Now that we have the Elo history,

In [18]:
import matplotlib.pyplot as plt
%pylab inline

#remove the date column and put it in the index instead, this makes graphing easier (or so I found out after a half hour of frustration)
Elo_history.index = Elo_history['Date']
Elo_history = Elo_history.drop(['Date'], axis = 1);
Populating the interactive namespace from numpy and matplotlib
In [19]:
plt.style.use('fivethirtyeight')
plt.figure()
Elo_history.plot()
plt.legend(loc='best')
plt.xticks(rotation=90)
plt.legend(loc='upper center', bbox_to_anchor=(0.5, 1.2),ncol=4, fancybox=True, shadow=True); plt.ylabel('Elo Score')
Out[19]:
Text(0,0.5,'Elo Score')
<matplotlib.figure.Figure at 0x2751e4db4e0>

As we can see, Pedro didn't play often enough with us to get a good Elo estimation. Throughout most of the semester, Juan and I went back and forth on who had the highest rating. At the very end of the semester, in the last two weeks, I ended up winning quite a few games against Kent and pulled out the highest Elo score recorded.

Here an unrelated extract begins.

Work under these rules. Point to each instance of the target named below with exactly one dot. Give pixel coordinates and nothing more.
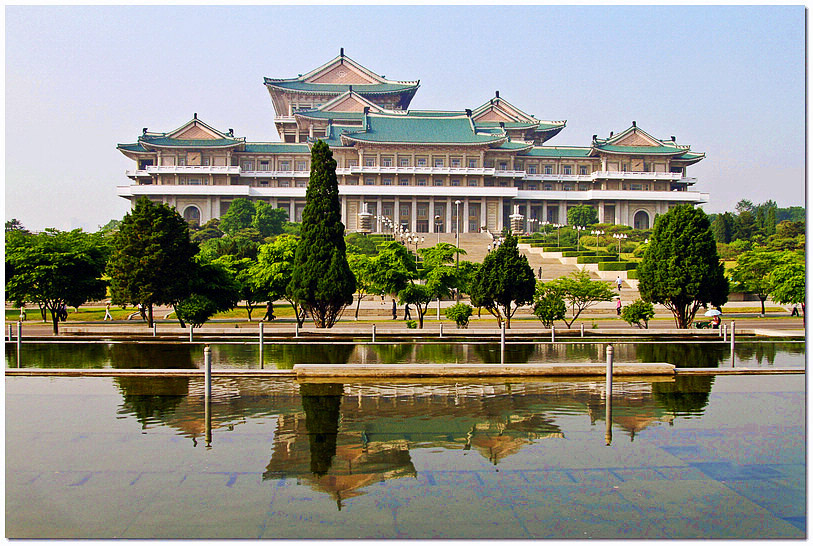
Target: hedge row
(617, 266)
(596, 259)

Also, we can also calculate the probabilities of victory for each potential matchup for the final Elo scores.

In [9]:
player_probs = {"Tyler vs Kent":[Probability(Kent_elo, Tyler_elo)], "Tyler vs Juan":[Probability(Juan_elo, Tyler_elo)], "Tyler vs Pedro":[Probability(Pedro_elo, Tyler_elo)]\
                ,"Kent vs Juan":[Probability(Juan_elo, Kent_elo)], "Kent vs Pedro":[Probability(Pedro_elo, Kent_elo)], "Juan vs Pedro":[Probability(Pedro_elo, Juan_elo)]}
pd.DataFrame(player_probs, index = ["Winning Chance"]).transpose()
Out[9]:
Winning Chance
Juan vs Pedro 0.641594
Kent vs Juan 0.374683
Kent vs Pedro 0.517521
Tyler vs Juan 0.603075
Tyler vs Kent 0.717171
Tyler vs Pedro 0.731173

From this, it looks like a Kent vs Pedro matchup would be the closest to watch. The last time the two played, Kent ended up squeaking out a win 21-19 which (probably) validates the percent we get.

Issues with this approach

Whenever I finish a project like this, I always want to look back and glance at directions I didn't take, but wanted to. The main problem with this effort was that even though the score differential was recorded, the Elo algorithm only cares about who wins. In the future, I would love to write a mathematical alteration to Elo that is specific for Ping Pong's score distributions. But today is not that day.
Another issue is the parameterization of the Elo model, specifically the k parameter. In this case, I used the k value of 30, which means that the scores are highly sensitive to events. A k value of 30 is very common for new players or seasons where there are only 20 or so games (the English Premier League is a perfect example of this). However, there is no good reason for using 30, and I would like to explore alternate values.